- Centerton, Indiana Location within Indiana Centerton, Indiana Location within the United States
- Coordinates: 39°30′58″N 86°23′45″W﻿ / ﻿39.51611°N 86.39583°W
- Country: United States
- State: Indiana
- County: Morgan
- Township: Clay

Area
- • Total: 0.12 sq mi (0.31 km^{2})
- • Land: 0.12 sq mi (0.31 km^{2})
- • Water: 0.0 sq mi (0 km^{2})
- Elevation: 630 ft (190 m)
- Time zone: UTC-5 (Eastern (EST))
- • Summer (DST): UTC-4 (EDT)
- ZIP code: 46151
- FIPS code: 18-11782
- GNIS feature ID: 2830471

= Centerton, Indiana =

Centerton is an unincorporated community and census-designated place (CDP) in Clay Township, Morgan County, in the U.S. state of Indiana.

==History==
Centerton was laid out in 1854. A post office was established at Centerton in 1854, and remained in operation until it was discontinued in 1893.

==Geography==
Centerton is located northeast of the center of Morgan County. Indiana State Road 67 runs along the western edge of the community, leading south 8 mi to Martinsville, the county seat, and north 7 mi to Mooresville. Downtown Indianapolis is 23 mi to the northeast.
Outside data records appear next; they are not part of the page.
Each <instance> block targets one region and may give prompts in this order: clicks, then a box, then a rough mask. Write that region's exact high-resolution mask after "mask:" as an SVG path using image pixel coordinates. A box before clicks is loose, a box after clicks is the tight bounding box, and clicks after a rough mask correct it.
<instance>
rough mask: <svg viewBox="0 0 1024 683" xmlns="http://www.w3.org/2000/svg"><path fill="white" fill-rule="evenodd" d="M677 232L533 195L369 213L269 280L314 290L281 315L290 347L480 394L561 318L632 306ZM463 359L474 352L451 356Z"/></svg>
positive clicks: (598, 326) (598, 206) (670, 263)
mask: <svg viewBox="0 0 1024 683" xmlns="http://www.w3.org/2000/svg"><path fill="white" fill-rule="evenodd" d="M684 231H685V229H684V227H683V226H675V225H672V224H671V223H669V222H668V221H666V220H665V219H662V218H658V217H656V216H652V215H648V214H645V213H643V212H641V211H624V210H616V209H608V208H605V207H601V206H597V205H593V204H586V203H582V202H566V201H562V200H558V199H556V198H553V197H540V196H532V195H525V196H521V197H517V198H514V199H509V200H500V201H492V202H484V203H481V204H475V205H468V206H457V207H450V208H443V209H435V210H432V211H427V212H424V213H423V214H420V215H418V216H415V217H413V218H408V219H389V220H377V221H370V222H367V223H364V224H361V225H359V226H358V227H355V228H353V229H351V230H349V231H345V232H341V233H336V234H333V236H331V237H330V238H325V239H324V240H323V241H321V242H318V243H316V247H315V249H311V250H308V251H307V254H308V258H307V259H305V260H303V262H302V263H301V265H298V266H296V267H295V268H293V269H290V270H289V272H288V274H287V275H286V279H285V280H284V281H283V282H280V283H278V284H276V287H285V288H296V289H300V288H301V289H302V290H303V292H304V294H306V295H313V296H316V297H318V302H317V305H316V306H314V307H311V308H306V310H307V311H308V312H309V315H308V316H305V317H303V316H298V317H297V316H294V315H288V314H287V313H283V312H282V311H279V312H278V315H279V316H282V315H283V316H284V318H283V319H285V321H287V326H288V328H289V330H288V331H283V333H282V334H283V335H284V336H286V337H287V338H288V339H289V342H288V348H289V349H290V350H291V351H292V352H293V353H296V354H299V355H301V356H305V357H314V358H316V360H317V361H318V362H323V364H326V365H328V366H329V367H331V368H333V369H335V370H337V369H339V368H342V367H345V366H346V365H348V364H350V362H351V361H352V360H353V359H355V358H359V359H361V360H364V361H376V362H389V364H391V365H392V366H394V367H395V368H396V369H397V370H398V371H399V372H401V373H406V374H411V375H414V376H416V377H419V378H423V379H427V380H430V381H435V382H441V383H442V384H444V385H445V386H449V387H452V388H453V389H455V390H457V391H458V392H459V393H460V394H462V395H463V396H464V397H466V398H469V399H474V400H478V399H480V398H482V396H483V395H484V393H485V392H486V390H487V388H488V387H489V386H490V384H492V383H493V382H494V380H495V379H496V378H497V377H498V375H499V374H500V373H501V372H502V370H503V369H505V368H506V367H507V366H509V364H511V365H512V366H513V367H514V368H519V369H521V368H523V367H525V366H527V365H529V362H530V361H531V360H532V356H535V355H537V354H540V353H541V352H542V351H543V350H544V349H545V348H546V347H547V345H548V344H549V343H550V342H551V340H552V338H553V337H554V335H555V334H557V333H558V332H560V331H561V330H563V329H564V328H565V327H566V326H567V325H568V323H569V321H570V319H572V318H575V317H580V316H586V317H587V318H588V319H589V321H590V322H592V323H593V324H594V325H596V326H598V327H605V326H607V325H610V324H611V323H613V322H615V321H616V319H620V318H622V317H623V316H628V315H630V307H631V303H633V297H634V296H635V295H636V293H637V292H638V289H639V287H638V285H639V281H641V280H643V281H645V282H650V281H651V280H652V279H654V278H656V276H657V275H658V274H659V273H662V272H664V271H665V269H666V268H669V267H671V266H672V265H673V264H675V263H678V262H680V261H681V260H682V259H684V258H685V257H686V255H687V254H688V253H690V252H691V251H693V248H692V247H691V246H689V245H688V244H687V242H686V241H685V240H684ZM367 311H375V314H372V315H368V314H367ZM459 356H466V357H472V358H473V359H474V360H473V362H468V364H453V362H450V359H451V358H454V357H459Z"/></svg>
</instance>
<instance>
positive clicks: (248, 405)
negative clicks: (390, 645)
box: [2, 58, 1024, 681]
According to the U.S. Census Bureau, the Centerton CDP has an area of 0.12 sqmi, all land. The community is in the valley of the White River, which passes 1 mi to the south.

==Demographics==
The United States Census Bureau delineated Centerton as a census designated place in the 2022 American Community Survey.

==Education==
Grade school students attend Centerton Elementary School, a part of the school district of Martinsville. Students from Centerton also attend Bell Intermediate Academy, John R. Wooden Middle School, and Martinsville High School.

==Notable people==

Centerton was the childhood home of basketball coach John Wooden, whose family farm sits on the edge of town (with historical marker), and where the Johnny Wooden Interurban parkway runs.